Борзов дал распоряжение. Всё сработало. В 9 часов все собрались. Все удивлялись, как пришли, построены все в зале военного совета, и я стою.
Кутахов заходит. С ним идут его заместитель дважды Герой Маршал Авиации, его зам. по вооружению Мишук, проходят мимо меня. Он так на меня посмотрел:
- А вы что-то похудели.
- Работаем и в субботу, и в воскресенье.
- Это правильно.
Пошёл, сел за стол. Началось совещание. Один там докладывает, второй, начальники институтов там…, заканчивают. И вдруг он идёт и встал за мной. Я за столом сижу, а он сзади меня встал и ничего не говорит. Я сижу. Может, он ждал, что я обернусь, вскочу? Я сижу – никаких команд нет. И все сидят.
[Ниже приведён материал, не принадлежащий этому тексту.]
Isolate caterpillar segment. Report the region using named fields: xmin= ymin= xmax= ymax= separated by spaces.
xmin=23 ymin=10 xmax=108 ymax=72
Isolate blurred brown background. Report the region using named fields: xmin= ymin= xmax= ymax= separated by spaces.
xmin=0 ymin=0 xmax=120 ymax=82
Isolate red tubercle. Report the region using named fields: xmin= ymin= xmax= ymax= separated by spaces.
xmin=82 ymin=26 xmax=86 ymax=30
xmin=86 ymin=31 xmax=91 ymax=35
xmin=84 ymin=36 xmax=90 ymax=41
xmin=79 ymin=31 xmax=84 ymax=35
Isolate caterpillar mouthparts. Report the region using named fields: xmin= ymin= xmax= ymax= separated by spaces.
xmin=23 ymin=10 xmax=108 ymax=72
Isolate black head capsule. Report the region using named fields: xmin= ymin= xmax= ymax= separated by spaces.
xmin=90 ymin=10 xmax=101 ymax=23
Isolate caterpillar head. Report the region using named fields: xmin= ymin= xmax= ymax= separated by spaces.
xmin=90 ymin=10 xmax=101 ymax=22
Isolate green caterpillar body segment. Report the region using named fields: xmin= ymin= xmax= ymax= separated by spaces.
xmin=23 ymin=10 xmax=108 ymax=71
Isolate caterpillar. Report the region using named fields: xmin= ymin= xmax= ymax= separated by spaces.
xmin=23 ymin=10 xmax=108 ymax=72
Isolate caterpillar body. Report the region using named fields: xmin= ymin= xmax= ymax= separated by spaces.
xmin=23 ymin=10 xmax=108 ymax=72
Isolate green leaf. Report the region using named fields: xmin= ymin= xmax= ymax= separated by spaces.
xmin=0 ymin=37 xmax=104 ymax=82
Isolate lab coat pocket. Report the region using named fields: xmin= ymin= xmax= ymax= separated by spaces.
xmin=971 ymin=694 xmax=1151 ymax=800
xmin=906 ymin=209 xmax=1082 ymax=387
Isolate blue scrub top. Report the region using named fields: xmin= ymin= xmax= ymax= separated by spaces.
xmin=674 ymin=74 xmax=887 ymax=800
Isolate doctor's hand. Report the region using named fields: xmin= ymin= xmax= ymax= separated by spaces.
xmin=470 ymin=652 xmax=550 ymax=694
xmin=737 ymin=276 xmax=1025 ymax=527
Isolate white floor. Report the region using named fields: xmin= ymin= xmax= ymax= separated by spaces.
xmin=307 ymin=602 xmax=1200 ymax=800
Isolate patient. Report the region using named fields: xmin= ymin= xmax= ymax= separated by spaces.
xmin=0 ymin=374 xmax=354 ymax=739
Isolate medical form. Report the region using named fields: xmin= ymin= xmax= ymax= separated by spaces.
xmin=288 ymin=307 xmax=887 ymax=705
- Минаков! Почему вы в феврале месяце такого-то числа меня не встретили в Ленинграде?!
- Товарищ Главнокомандующий, я счёл невозможным, - я вскочил.
- Как так, невозможным?!
- Был Министр Обороны, 5 министров, главнокомандующих видами вооружённых сил, сухопутных, Авиации, Флота (Горшков), и я посчитал неудобным вам докладывать.
- А как нас Коммунистическая Партия учит?! Ты бы нашёл время, в 12 часов пришёл ко мне в гостиницу, мы бы с тобой чайку попили, побеседовали, - вот такой он игрок!
- В следующий раз, товарищ Главнокомандующий, учту!
- Вот это знай! – и пошёл довольный, как он сыграл.
Сделали сразу перерыв. Я не отдыхал. А ко мне все шли, чуть не целовали:
- Какой у вас Главком! Какой он душевный! Как он заботится о вас!
Ну, вот. Всё, наверное?! Если у вас ко мне будут какие-то вопросы, позвоните мне, я подготовлю материалы.